By From staff reports
Published in News on July 30, 2014 1:46 PM
Wilvens Idioris, 11, cuts off some okra from a plant at the community garden managed by the Little Washington Growing Group on Tuesday morning. Wilvens came to the garden as part of the Prevention and Treatment Center's summer program.
Cheryl Alston, head of the Little Washington Growing Group Garden, teaches Bryanna Crawford, 15, and Masani Winslow, 13.
When you don't have a lot of money in your household budget, fresh foods can be out of reach. And it is even tougher if you have trouble getting to the grocery store.
According to federal designations, when an area has high poverty and at least 33 percent of residents live at least one mile from the grocery store, it is classified as a food desert.
In Goldsboro, that is the area south of Ash Street from Stoney Creek west.
Food deserts can also occur in rural areas, although the mileage changes -- 10 miles to nearest grocery stores.
Limited access to fresh foods can result in obesity, diabetes and other ailments.
A state committee formed to deal with the issue doesn't want the government to solve the problem. Its members want communities to solve the problem themselves.
In Wayne County, that task falls to Cheryl Alston, a retired Goldsboro High School science teacher, who leads the Wayne Food Initiative, a collaborative community effort to build a system to provide healthy foods and extra income through community gardening.
And that effort begins with a bit of earth.
Ms. Alston and the volunteers tend a nearly 3.5-acre plot of land off U.S. 117. Over the last five years, that plot has become a diverse growing space, with lots of fresh vegetables to choose.
This year, weather conditions have made gardening a little challenging.
"I'm so glad to see the lima beans come up," Ms. Alston said.
The plot began in the Washington Park area of town with almost two acres of city land, but has expanded to its present size over the last few years.
Compost comes from the city composting facility at no cost.
The idea is shared work and shared gain, Ms. Alston said.
A family can tend two rows of crops and trade produce with other families in the garden.
"We'll give five families two rows each, and they can grow whatever they want," Ms. Alston said. "Then they can trade with the other families and get what they want. Hopefully they'll have some left over to sell, too."
There is no cost to participants -- and Ms. Alston hopes there will be room for more in the future.
"We'll go to 10 families and then 20 families and then up," Ms. Alston said.
As part of the project, each family is required to recruit another family to tend two rows as well.
"I have the rows ready, the tools and the seeds," she said. "All they have to do is come tend to it."
Ms. Alston hopes to develop a market on site at the cooperative garden so that produce can be sold, essentially, right out of the field.
She also plans to employ area teenagers to tend the garden to get them involved in gardening and providing good, fresh food.

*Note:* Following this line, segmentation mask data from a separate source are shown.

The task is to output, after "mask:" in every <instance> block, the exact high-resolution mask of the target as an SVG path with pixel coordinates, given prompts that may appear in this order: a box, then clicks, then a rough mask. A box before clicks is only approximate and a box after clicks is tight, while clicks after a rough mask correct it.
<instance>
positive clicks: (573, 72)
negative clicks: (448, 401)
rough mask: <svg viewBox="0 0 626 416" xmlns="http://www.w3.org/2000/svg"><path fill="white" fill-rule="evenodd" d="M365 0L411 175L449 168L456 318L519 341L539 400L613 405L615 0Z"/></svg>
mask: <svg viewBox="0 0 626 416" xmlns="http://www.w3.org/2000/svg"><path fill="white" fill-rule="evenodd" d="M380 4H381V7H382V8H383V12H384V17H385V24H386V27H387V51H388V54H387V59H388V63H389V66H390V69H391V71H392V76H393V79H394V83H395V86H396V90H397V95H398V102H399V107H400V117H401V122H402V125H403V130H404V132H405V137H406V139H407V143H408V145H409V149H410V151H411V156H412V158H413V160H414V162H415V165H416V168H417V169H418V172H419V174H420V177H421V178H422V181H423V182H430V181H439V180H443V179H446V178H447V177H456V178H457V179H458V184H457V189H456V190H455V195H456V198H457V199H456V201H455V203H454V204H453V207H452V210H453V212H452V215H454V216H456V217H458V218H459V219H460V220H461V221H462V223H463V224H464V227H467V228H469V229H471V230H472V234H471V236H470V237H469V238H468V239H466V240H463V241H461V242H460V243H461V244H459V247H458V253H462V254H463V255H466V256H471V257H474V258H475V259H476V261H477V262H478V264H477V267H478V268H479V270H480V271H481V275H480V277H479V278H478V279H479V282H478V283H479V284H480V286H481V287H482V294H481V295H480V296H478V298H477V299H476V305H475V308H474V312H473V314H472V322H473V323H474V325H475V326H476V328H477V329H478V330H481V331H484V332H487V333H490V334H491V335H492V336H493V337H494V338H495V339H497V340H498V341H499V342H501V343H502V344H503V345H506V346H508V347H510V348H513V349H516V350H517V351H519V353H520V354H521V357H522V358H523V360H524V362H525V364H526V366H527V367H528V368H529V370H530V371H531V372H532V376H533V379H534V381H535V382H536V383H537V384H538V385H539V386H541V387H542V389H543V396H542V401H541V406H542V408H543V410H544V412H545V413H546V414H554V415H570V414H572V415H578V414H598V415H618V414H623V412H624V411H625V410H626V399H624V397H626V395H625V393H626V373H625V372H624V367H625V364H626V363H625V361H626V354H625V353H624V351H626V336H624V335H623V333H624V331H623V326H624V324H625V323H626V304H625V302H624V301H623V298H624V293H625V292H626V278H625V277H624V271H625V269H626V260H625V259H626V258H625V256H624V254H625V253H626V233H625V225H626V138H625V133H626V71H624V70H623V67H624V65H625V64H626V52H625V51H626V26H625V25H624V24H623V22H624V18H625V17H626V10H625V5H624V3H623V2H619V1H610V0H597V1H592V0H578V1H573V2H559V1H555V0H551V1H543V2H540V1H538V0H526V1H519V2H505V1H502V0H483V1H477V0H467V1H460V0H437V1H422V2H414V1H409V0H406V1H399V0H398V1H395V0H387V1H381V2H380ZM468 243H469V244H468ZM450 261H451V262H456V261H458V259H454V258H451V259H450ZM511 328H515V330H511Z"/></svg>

Currently in Wayne County, Project SWARM, Students Working for an Agricultural Revolutionary Movement, works to provide teenagers with a chance to learn more about providing healthy foods for themselves as well.
Ms. Alston said she hopes to see the growing garden develop into an urban farm over time.
"The Washington Park Community Farm," she said. "People still hold this area in their hearts. People lived down here and this was a park that always flooded. People loved living here and they will enjoy gardening here."